«C'est en cherchant à instruire les hommes que l'on peut pratiquer cette vertu générale, qui comprend l'amour de tous. L'homme, cet être flexible, se pliant dans la société aux pensées et aux impressions des autres, est également capable de connaître sa propre nature lorsqu'on la lui montre, et d'en perdre jusqu'au sentiment lorsqu'on la lui dérobe.
«J'ai bien des fois commencé et bien des fois abandonné cet ouvrage; j'ai mille fois envoyé aux vents les feuilles que j'avais écrites; je sentais tous les jours les mains paternelles tomber; je suivais mon objet sans former de dessein; je ne connaissais ni les règles ni les exceptions; je ne trouvais la vérité que pour la perdre. Mais, quand j'ai découvert mes principes, tout ce que je cherchais est venu à moi; et dans le cours de vingt années, j'ai vu mon ouvrage commencer, croître, s'avancer et finir.
«Si cet ouvrage a du succès, je le devrai beaucoup à la majesté de mon sujet; cependant je ne crois pas avoir totalement manqué de génie. Quand j'ai vu ce que tant de grands hommes en France et en Allemagne ont écrit avant moi, j'ai été dans l'admiration, mais je n'ai point perdu le courage: Et moi aussi, je suis peintre! ai-je dit avec le Corrége.»
XI
Maintenant je vais lire avec vous.
Et d'abord je remarque, à l'ouverture même du livre, une vérité vieille comme le monde et hardie à force de vétusté.
La connaissance et la reconnaissance d'un Dieu, source et principe de toutes les lois et portant en soi-même la raison et la sanction de toutes les lois. Il ne faut pas oublier que, pendant que les philosophes modernes: Voltaire, Rousseau, Helvétius, d'Holbach et mille autres, et toute l'innombrable société lettrée ou érudite de l'Europe, niaient la vérité suprême, Dieu, ou s'efforçaient de noyer ce principe des principes dans des controverses plus ou moins ambiguës, Montesquieu commençait son examen des lois par la profession nette de la Divinité. Il admettait la nature des choses comme base de toute législation; et nature des choses, qu'est-ce autre chose que Dieu?

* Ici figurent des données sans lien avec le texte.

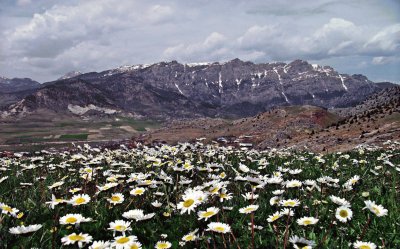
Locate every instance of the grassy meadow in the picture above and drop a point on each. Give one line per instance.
(201, 196)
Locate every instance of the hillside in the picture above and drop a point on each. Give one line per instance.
(170, 90)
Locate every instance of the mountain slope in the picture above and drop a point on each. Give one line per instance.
(17, 84)
(232, 89)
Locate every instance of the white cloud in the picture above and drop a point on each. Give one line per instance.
(387, 40)
(213, 47)
(23, 2)
(159, 13)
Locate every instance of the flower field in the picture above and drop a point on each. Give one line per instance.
(201, 196)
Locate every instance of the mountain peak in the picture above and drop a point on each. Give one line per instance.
(70, 75)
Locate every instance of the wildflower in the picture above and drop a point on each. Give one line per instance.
(76, 238)
(156, 204)
(137, 214)
(190, 236)
(248, 209)
(211, 211)
(364, 245)
(74, 190)
(72, 219)
(274, 200)
(343, 214)
(365, 194)
(123, 242)
(378, 210)
(56, 185)
(274, 217)
(100, 245)
(137, 191)
(293, 184)
(287, 211)
(25, 229)
(301, 243)
(278, 192)
(339, 201)
(305, 221)
(77, 200)
(219, 227)
(120, 226)
(163, 245)
(290, 203)
(6, 209)
(224, 195)
(116, 198)
(250, 196)
(54, 201)
(188, 204)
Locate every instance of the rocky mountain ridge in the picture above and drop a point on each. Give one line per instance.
(169, 90)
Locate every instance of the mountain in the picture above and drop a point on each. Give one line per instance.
(173, 90)
(12, 90)
(380, 103)
(70, 75)
(374, 121)
(17, 84)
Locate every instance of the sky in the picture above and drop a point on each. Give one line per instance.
(44, 39)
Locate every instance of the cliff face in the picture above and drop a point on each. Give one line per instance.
(232, 89)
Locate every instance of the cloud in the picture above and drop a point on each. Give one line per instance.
(159, 13)
(385, 41)
(214, 47)
(23, 2)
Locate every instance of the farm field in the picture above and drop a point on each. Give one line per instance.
(38, 133)
(201, 196)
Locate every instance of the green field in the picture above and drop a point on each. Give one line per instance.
(202, 197)
(36, 132)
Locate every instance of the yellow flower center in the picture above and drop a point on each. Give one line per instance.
(275, 217)
(71, 220)
(120, 228)
(7, 208)
(214, 190)
(138, 191)
(80, 200)
(343, 213)
(376, 210)
(76, 237)
(249, 209)
(290, 203)
(162, 246)
(189, 237)
(208, 214)
(122, 240)
(188, 203)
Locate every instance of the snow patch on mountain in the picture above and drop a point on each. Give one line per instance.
(80, 110)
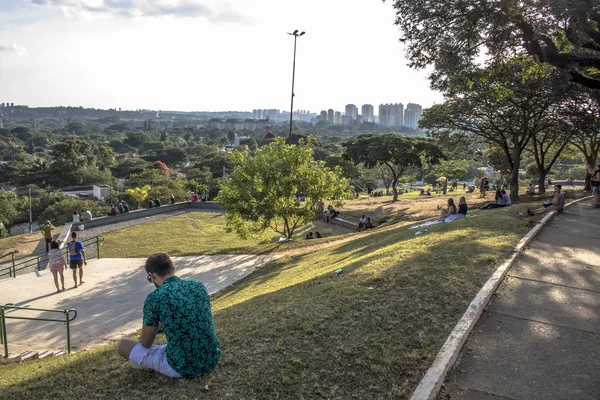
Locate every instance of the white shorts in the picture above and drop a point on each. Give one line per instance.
(153, 358)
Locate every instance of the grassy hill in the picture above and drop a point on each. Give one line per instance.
(293, 329)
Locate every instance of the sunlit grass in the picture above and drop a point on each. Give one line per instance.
(293, 329)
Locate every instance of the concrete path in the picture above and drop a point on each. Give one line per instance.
(109, 303)
(540, 336)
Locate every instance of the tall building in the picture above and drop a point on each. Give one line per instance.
(352, 112)
(337, 118)
(391, 114)
(323, 116)
(368, 113)
(412, 115)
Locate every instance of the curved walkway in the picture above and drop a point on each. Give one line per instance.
(109, 303)
(540, 336)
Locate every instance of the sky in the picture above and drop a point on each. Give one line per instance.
(204, 55)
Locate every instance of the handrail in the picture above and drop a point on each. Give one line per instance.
(3, 317)
(38, 260)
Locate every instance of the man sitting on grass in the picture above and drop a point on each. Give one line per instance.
(558, 203)
(183, 309)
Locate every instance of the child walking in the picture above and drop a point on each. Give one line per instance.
(57, 264)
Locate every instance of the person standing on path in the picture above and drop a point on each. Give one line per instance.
(48, 231)
(57, 264)
(595, 181)
(183, 308)
(77, 257)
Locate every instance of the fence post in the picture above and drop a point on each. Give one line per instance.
(14, 273)
(3, 329)
(68, 332)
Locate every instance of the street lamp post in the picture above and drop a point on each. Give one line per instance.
(295, 34)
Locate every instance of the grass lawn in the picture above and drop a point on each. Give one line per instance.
(198, 233)
(295, 330)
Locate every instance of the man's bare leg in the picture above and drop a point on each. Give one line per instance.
(125, 346)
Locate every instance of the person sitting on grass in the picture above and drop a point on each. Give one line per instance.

Il faut lui payer un grand et juste hommage pour ce courage, supérieur encore à l'entendement.
Il définit ainsi la loi:
«Les lois, dans la signification la plus étendue, sont les rapports nécessaires qui dérivent de la nature des choses; et dans ce sens, tous les êtres ont leurs lois. La Divinité a ses lois, le monde matériel a ses lois, les intelligences supérieures à l'homme ont leurs lois, les bêtes ont leurs lois, l'homme a ses lois.